Et pourtant, qui connaît ce plasticien français, né en 1962 ? Pierre Huyghe est une star dans le milieu de l’art international. Mais peu, dans le grand public, ont déjà entendu son nom. Alors quelle alchimie se joue cet automne autour de son œuvre, faite de films, sculptures, marionnettes, performances ? Quelle est la raison de ce bouche-à-oreille à nul autre pareil, foi de critique d’art ? Sûrement pas la facilité.

L’accrochage est ardu, sans concession, pas séduisant pour un sou. Prenez Jeff Koons à Versailles, c’est aux antipodes. Prenez les derniers David Lynch, vous n’êtes pas loin. On ne peut donc soupçonner ce public d’être avide de sensations fortes, de spectacle bon marché : le parcours est tortueux, l’émotion se mérite. Mais elle finit par gagner. Immense qualité du travail, certes. Mais aucune des expositions de Huyghe, notamment au Musée d’art moderne de Paris en 2009, n’avait provoqué tel engouement. Aucune n’avait été qualifiée d’historique par différents experts de France et de Navarre.

Ce phénomène, plusieurs ingrédients l’expliquent. Mais, joliment, aucun n’entre traditionnellement dans les recettes d’un blockbuster.

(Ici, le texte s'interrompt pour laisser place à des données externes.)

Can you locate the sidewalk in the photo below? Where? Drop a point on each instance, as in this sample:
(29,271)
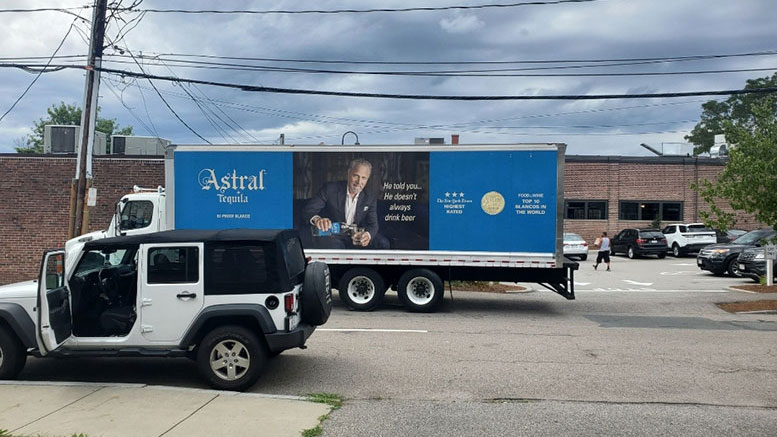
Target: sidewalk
(65,409)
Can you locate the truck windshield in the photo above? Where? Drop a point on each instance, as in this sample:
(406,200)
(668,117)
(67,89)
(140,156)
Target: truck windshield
(136,215)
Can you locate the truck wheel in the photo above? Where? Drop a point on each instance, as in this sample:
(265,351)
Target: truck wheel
(420,290)
(231,358)
(733,268)
(362,289)
(12,354)
(316,294)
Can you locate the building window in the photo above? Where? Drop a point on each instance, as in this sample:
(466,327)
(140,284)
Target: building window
(636,210)
(586,209)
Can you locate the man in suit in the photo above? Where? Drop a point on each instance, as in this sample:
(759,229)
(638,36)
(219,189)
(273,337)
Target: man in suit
(347,202)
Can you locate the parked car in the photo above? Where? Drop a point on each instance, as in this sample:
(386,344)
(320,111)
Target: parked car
(685,238)
(229,299)
(637,242)
(575,245)
(752,264)
(728,236)
(722,257)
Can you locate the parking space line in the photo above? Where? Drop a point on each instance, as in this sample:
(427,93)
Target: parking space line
(416,331)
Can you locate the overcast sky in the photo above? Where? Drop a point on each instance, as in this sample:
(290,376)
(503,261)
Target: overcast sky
(598,30)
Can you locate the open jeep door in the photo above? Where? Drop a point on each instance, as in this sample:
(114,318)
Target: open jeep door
(55,322)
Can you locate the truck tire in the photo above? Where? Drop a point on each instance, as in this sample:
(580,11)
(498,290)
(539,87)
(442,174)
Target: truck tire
(733,268)
(316,294)
(362,289)
(231,358)
(420,290)
(12,354)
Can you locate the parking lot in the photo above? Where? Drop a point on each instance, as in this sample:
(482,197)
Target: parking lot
(643,349)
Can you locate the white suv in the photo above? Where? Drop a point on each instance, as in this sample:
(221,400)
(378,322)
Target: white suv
(229,299)
(685,238)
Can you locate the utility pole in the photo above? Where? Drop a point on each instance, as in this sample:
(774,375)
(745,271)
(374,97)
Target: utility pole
(79,210)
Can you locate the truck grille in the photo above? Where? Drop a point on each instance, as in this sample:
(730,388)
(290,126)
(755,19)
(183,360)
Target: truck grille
(746,256)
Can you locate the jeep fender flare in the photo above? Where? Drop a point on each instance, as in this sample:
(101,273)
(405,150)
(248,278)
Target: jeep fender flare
(20,322)
(254,311)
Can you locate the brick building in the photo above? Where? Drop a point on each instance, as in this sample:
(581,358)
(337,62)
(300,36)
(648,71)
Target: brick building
(602,193)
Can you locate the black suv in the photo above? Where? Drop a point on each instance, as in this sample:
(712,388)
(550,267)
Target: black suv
(638,242)
(722,257)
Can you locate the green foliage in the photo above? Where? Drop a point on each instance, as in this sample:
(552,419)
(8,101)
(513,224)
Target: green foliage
(730,116)
(333,400)
(69,115)
(749,180)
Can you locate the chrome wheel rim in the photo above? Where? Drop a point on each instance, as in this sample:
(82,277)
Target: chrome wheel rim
(420,290)
(230,360)
(361,290)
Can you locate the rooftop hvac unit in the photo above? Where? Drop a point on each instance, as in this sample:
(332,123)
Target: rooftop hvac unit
(430,141)
(132,145)
(63,139)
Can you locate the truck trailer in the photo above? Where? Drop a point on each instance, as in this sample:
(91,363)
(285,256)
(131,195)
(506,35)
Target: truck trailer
(434,213)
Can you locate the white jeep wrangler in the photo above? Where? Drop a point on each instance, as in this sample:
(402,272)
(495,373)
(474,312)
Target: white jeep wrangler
(229,299)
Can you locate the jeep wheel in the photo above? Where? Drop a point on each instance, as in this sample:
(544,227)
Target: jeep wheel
(733,268)
(362,289)
(12,354)
(231,358)
(420,290)
(316,294)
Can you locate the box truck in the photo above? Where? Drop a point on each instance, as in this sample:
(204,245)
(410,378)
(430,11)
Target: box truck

Enfin un, peut-être : le facteur générationnel. Les enfants des années 1960 et 1970 retrouvent ici ce qui a construit leur mémoire : Thriller de Michael Jackson, procès d’Action directe, couvertures d’Elle, couronnement de Bokassa… Un héritage que l’artiste s’emploie à déconstruire. Une richesse et un fardeau, qu’il offre en sacrifice et en partage à sa génération déboussolée, sur la voix cristalline de Kate Bush.

Un corps vivant, en chaos

Mais le génie de ce lieu, c’est surtout d’être conçu comme un corps vivant, en chaos ; un jardin très organique, où se perdre. Fourmis, araignées, bernard-l’hermite, sans oublier Human, l’étrange chien blanc à patte rose dont la photo inonde les réseaux sociaux… De nombreux animaux l’habitent. Mais aussi des personnages de conte : une patineuse, un adolescent à tête d’aigle, un homme au visage couvert d’un livre lumineux. Ils passent de temps en temps, aléatoires, et éclatent un peu plus le scénario de l’exposition. Qui se modifie aussi au gré des saisons : les abeilles composant en essaim la tête d’une des sculptures hibernent en ce moment.

Avec ses mille parcours, l’exposition est un corps vivant, qui sommeille et s’éveille selon son désir. Invité dans l’exercice de sa liberté, chaque visiteur voit ce que nul autre ne voit, en fonction de son rythme, de ses rencontres. Aucun récit n’est imposé, nulle interprétation : une bénédiction en ces temps de storytellings assommants, de récits ultra-marketés.

Complice de l’artiste, le visiteur se joue de l’autorité du musée. Il n’est pas là pour apprendre, ni même comprendre, un audio-guide vissé aux oreilles, un téléphone en guise de regard. Mais pour écouter un éloge de la paresse et du temps libéré, traquer Blanche-Neige et chanter sous la pluie. Bref, désobéir, à la société comme à l’institution. Et il ne le peut qu’en étant là, de tout son corps, présent comme jamais. Impossible de photographier cette exposition : elle anéantit volontairement toute média-génie.

Contrairement à tant d’autres qui se découvrent sur Internet sans dommage, elle refuse de se réduire aux pages des magazines, à des posts sur les réseaux sociaux. Par leur refus de se livrer trop vite, ces œuvres ne nient pas la prégnance des mondes virtuels, mais elles opposent des poches de résistance. L’écrivain Tristan Garcia l’a résumé avec brio dans le catalogue : « L’œuvre de Pierre Huyghe est l’hôte de cet esprit contemporain nébuleux, par les images, par les dispositifs d’exposition, par les célébrations, par la sexualité, par les corps animaux et humains, qui demande : qui suis-je vraiment ? Et auquel l’écho de sa propre voix répond : neutralisé tu n’es rien ; tu n’es qu’intensité. » Une exposition pour être là, tout simplement.